While many long regarded low dividend payments as one reason for “Korea discounts” in company valuations, leading firms such as Samsung are now adopting US practices by paying out about 40% of their net profits to shareholders. And in 2017, Samsung started to pay dividends every quarter rather than annually – a big change, given that annual dividends were once seen as a virtue of East Asian capitalism over Anglo-Saxon short-termism.
But East Asian capitalism now needs rebalancing. Here, policymakers can learn from Europe, which has initiated several reforms to curb the negative influence of shareholder capitalism. In 2015, for example, the European Parliament enacted corporate-governance reforms permitting firms within the European Union to grant more voting rights or pay higher dividends to shareholders who hold their stock longer than two years.
Likewise, the US allows newly listed firms to issue dual-class shares that give their founders special voting power. This has enabled many high-tech companies, including Google and Facebook, to take a long-term management perspective and pursue innovative new projects aggressively.

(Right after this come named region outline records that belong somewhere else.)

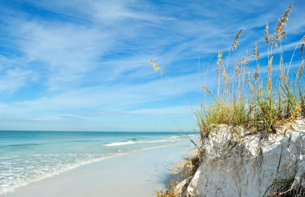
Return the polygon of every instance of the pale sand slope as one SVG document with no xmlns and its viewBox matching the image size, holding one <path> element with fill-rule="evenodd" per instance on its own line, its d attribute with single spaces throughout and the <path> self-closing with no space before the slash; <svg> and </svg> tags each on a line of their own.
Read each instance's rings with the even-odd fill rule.
<svg viewBox="0 0 305 197">
<path fill-rule="evenodd" d="M 172 166 L 191 149 L 173 146 L 138 151 L 81 166 L 7 193 L 10 196 L 154 196 Z"/>
</svg>

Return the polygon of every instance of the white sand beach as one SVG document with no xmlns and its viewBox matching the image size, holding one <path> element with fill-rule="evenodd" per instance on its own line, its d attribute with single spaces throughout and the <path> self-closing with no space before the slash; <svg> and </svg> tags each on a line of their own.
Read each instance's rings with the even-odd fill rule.
<svg viewBox="0 0 305 197">
<path fill-rule="evenodd" d="M 154 196 L 164 187 L 173 165 L 191 149 L 179 149 L 180 145 L 138 151 L 85 165 L 3 195 Z"/>
</svg>

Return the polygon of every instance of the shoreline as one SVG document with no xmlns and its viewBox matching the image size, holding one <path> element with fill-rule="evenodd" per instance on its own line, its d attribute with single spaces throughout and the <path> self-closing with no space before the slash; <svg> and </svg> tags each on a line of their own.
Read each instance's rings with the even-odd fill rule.
<svg viewBox="0 0 305 197">
<path fill-rule="evenodd" d="M 189 154 L 191 147 L 179 145 L 141 150 L 86 164 L 0 195 L 154 196 L 166 186 L 174 167 L 179 162 L 181 166 Z"/>
</svg>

Such benefits partly explain why the South Korean e-commerce platform Coupang decided earlier this year to list on the New York Stock Exchange rather than the domestic KOSDAQ market. As a result, South Korea’s National Assembly is finally about to pass a long-delayed law allowing start-ups or small and medium-size firms – but not large companies or chaebols – to issue dual-class shares.
East Asian countries should see the COVID-19 crisis as an opportunity to reshape their economies by curbing financialization and restoring their manufacturing strength, which previously brought high growth and greater equity. But rather than simply returning to the past, the region’s economies should embrace a hybrid model that includes elements of the shareholder and stakeholder models. Such reform also is consistent with the global adoption of ESG (environmental, social, and governance) principles, which South Korea’s corporate sector strongly supports.
While East Asia’s convergence toward Anglo-Saxon capitalism may appear shocking, the data does not lie. But by adopting the right measures, policymakers can help to ensure that the region’s economic future is brighter than its recent on-screen portrayals suggest.